Adding to the 'break it into chunks' thing, the other thing you can do is just tell yourself you're going to do the teensy first step of whatever it is you're procrastinating over. Going for that run too daunting? Just tell yourself you'll get into your running gear. Need to do your tax return (ugh!)? Just make yourself log into your account to make sure you know your login etc. Once you've done that first little step, you might as well do a bit of the next step... etc.

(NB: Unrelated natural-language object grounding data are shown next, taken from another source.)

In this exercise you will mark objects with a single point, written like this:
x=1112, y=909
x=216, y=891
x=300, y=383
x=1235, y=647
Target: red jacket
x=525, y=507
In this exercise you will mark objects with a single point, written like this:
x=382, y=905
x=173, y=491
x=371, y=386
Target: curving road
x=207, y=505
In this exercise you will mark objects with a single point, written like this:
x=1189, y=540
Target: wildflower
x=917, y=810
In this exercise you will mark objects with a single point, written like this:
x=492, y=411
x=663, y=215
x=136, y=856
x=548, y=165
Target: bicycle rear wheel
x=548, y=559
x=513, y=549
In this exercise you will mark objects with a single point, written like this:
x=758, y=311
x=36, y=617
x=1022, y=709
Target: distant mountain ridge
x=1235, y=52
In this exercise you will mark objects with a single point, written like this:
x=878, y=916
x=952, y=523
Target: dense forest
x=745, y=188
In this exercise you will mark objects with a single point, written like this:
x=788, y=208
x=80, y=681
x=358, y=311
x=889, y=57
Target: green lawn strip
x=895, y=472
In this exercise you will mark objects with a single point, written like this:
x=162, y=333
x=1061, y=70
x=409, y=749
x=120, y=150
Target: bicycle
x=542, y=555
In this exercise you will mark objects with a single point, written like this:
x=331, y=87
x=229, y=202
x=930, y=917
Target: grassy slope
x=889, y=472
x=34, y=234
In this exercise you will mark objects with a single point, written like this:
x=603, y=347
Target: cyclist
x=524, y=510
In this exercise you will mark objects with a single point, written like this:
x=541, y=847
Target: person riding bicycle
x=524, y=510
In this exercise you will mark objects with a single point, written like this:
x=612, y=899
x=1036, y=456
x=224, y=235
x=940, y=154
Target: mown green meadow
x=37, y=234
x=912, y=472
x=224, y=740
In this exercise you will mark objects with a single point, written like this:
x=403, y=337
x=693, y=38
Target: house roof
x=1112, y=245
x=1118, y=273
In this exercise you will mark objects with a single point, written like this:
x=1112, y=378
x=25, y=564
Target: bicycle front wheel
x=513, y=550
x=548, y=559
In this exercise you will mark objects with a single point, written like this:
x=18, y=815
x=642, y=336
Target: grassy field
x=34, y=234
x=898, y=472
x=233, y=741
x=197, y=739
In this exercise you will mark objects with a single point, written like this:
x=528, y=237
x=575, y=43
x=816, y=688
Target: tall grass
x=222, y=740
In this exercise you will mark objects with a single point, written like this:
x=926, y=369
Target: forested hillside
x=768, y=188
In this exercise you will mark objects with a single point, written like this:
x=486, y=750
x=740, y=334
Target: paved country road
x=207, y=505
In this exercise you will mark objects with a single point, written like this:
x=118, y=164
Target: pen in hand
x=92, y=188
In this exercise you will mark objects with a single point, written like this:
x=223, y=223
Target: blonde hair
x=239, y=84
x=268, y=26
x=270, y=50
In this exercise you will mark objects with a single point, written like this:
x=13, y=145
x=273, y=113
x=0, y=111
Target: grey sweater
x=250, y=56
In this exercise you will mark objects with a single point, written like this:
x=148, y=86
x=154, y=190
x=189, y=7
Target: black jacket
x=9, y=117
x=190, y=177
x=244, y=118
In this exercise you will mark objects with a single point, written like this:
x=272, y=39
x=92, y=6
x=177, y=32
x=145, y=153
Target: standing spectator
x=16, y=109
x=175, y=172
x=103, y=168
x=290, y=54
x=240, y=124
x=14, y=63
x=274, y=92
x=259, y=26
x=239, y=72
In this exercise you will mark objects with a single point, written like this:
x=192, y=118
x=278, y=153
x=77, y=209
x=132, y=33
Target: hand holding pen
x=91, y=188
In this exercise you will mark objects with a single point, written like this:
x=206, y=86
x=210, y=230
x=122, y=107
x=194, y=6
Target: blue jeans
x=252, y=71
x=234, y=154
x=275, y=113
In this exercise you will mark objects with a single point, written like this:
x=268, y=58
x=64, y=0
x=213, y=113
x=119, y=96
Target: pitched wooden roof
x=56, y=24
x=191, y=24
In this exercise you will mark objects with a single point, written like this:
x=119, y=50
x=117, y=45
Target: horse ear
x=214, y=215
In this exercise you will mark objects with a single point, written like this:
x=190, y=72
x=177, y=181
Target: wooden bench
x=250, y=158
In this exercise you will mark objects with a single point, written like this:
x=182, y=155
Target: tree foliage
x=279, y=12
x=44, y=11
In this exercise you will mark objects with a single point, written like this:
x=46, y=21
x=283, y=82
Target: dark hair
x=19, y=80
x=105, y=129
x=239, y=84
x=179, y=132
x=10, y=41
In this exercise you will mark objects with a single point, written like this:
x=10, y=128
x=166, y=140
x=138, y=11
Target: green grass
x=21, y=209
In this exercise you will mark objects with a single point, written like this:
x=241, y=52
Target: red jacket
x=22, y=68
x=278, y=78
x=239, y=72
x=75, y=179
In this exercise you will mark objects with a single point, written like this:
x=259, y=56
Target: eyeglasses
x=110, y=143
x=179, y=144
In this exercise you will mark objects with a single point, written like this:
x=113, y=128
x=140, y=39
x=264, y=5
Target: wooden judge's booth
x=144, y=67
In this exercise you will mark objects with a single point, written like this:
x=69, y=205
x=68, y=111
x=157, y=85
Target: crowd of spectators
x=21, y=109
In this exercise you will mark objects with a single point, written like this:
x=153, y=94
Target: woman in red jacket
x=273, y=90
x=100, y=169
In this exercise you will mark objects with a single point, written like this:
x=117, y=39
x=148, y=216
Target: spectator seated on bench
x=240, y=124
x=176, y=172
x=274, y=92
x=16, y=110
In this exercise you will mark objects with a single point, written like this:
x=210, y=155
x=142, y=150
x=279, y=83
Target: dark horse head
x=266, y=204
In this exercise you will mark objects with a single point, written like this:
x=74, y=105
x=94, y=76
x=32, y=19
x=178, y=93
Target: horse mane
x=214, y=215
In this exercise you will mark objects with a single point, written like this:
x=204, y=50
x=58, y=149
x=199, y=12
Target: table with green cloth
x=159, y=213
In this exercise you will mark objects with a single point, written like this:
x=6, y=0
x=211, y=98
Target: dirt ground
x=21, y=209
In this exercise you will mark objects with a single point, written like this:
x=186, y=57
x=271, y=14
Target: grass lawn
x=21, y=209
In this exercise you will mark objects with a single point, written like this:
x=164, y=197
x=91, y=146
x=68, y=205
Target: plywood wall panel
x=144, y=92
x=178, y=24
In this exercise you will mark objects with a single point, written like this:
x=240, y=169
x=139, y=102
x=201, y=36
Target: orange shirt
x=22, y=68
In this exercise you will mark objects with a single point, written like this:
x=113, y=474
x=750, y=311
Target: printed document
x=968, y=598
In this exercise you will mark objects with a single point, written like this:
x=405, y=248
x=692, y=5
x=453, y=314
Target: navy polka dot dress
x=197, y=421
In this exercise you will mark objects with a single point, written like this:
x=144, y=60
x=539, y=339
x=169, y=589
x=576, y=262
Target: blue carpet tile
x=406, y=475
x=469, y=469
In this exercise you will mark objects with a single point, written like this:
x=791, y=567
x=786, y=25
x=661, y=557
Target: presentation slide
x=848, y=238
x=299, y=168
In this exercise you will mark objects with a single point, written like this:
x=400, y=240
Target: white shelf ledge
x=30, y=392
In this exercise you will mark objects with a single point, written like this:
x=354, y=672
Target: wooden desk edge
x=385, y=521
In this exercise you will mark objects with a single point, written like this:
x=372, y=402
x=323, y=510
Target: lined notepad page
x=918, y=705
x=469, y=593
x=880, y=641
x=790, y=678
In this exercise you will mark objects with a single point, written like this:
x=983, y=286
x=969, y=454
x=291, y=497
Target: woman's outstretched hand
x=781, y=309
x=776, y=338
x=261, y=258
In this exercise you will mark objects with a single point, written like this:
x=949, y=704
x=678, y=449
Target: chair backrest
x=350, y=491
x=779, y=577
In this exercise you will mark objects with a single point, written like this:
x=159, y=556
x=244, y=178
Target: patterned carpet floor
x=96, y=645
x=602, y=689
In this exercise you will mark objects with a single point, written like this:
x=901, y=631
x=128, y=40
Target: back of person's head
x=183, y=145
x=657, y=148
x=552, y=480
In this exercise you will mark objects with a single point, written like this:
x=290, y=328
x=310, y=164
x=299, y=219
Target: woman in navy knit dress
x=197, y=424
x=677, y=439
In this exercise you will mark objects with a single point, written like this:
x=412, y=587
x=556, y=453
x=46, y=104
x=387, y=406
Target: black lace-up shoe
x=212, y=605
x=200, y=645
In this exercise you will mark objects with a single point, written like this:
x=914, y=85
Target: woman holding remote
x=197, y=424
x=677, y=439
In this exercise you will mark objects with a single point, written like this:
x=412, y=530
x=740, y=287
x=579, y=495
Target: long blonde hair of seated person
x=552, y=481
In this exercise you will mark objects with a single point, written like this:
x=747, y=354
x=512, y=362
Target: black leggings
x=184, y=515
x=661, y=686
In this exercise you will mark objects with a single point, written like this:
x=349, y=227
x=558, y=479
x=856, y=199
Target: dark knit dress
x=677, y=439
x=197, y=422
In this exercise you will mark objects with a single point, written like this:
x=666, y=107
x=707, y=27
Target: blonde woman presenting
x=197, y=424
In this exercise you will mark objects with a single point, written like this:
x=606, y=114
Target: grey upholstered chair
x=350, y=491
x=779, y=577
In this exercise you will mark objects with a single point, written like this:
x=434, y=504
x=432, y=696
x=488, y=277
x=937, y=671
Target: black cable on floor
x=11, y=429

DadJoke · 07/12/2018 12:35

This is also me. I can never get anything done I am supposed to do without extrinsic motivation.

My main extrinsic motivation is not disappointing other people. If I with someone, particularly in a shared task, I can really get stuff done.

LoisWilkerson1 · 07/12/2018 14:40

Yes I also seem to manage fine when other people are at stake. But do someting for myself? Nope. That Ted talk is great, gutted they aren't on Netflix anymore.

ImaPrimaDonna · 10/12/2018 17:46

Thanks for your comments, everyone. Yes the Ted talk really did resonate with me. I'm just glad I work otherwise I would be so lazy with the no particular deadline faff.
When I had assignments to hand in, I think my lateness was due to me thinking that if I didn't get a great mark, I could put it down to the rush and submitting it just before the deadline. If I had spent so much time on it and got an average mark, I would be deeply hurt as it would reaffirm my thickness.
Since posting, I have tried to change the way I think and feel slightly in more control. But Christmas is looming and I'm really not feeling it.